Laura’s letters were a curious mixture of business-like information and paranoia. Margaret said: “Has it ever struck you that when people get persecution mania, they usually have a good deal to feel persecuted about?”

It all seemed to be going slowly, but on the lines one could have forecast. It was clear that Martin could not risk putting forward a formal motion for re-opening until he had his majority secure.

One Friday evening in February, I arrived home later than usual, tired and jaded. It was raining hard, and I had had to walk from Marble Arch the quarter of a mile or so along the Bayswater Road. The warmth of the flat was comforting. From the nursery I could hear Margaret playing with the little boy. I went into the drawing-room looking forward to the quiet, and there, sitting under the standard lamp by the window, the light full on her face, was Laura Howard.

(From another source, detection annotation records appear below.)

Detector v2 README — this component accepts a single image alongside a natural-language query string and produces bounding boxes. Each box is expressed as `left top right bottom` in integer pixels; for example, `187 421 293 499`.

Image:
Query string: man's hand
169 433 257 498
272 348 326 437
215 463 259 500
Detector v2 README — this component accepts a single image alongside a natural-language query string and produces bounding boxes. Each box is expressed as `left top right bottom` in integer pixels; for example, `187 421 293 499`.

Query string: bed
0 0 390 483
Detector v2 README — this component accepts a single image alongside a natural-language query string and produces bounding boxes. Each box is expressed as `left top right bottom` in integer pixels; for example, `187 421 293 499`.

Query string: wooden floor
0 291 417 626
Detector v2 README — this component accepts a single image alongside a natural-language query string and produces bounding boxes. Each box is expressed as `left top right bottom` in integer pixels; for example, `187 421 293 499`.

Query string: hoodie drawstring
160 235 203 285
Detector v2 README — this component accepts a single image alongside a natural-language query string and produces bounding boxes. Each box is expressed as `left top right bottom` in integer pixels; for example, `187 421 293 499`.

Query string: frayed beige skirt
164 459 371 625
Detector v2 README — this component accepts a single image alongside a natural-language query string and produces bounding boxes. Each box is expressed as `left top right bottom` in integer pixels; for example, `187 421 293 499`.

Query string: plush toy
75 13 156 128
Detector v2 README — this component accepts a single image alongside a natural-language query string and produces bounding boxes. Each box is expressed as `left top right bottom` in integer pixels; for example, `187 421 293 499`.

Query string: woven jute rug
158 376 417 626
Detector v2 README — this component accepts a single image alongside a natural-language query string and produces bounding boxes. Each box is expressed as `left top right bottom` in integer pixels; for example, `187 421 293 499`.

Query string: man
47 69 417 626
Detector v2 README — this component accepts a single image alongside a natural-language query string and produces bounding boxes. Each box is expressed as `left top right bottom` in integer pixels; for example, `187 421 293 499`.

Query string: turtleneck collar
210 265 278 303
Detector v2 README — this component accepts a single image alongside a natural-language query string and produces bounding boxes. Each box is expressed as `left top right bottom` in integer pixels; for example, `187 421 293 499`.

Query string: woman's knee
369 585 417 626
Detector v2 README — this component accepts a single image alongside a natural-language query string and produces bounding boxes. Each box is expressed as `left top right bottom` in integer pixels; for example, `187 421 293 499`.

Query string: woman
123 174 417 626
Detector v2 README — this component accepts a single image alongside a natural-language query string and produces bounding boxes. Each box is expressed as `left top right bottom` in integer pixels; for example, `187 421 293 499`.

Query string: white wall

I saw her with surprise, and with something stronger than surprise, involuntary recoil. I had a phobia of entering a room expecting to be by myself, and finding someone there. For an instant I was inclined to gibber. Was Margaret looking after her? I asked, my tongue feeling too large for my mouth, resentfully wishing to push her out, knowing — what usually I did not know at all — exactly what it is to be pathologically shy. Of course Margaret was looking after her, said Laura, firm, composed, utterly unflirtatious. She added: “We’ve been putting our heads together.”

“Have you?”

“I’m not satisfied with the way things are going. I don’t want them to get stuck, and they will get stuck unless we’re careful.”

I was recovering myself. She did not think of explaining what “things” were. She was as single-minded as ever. I had never seen a woman of her age so inseparably fused into her husband’s life. She sat there, pretty, healthy, and most men would have felt that beneath her skin there was the inner glow of a sensual, active, joyous woman. Most men would have also known that none of that inner glow was for them.

When Margaret came in, she heard Laura repeating that “things were getting stuck”.

“Yes,” said Margaret, glancing at me guiltily, her colour high, “Laura rang me up and so I thought it might be useful if she came along.”

“I see,” I said.

“Would you like to hear what she’s been telling me?”

I could not refuse.

Succinctly, competently, Laura brought out something new. According to “information from the other side”, there had been a suggestion that, if the feeling became strong enough, the Seniors ought to offer to re-open the case before a majority asked for it. I nodded my head. That sounded reasonable, precisely the sort of step that experienced men would consider. Apparently the suggestion had been made by Crawford first, and “the other side”, or rather, the more influential members, Arthur Brown, Nightingale and Winslow, had spent some time discussing it. Now they had decided that it wasn’t necessary: the feeling was not more than “a storm in a teacup”, it would soon blow over. All they had to do was “stick in their heels”.

Even the phrases sounded right.

“Your intelligence service is pretty good, isn’t it?” I said to Laura.

“I think it is.”

“Where does it come from?”

“I’m not at liberty to say,” she replied without a blench.

She was not worried. The situation was less promising than three weeks before — “We’ve gone backwards,” she said. But, like so many active people, like Margaret herself, she was freed from worry just by taking action. Why had things deteriorated, I was trying to get her to explain. So far as I could gather, it must have been the effect of the reports. Nightingale’s seemed to have been fair in tone, but uncompromising in its conclusion, and that had gone home.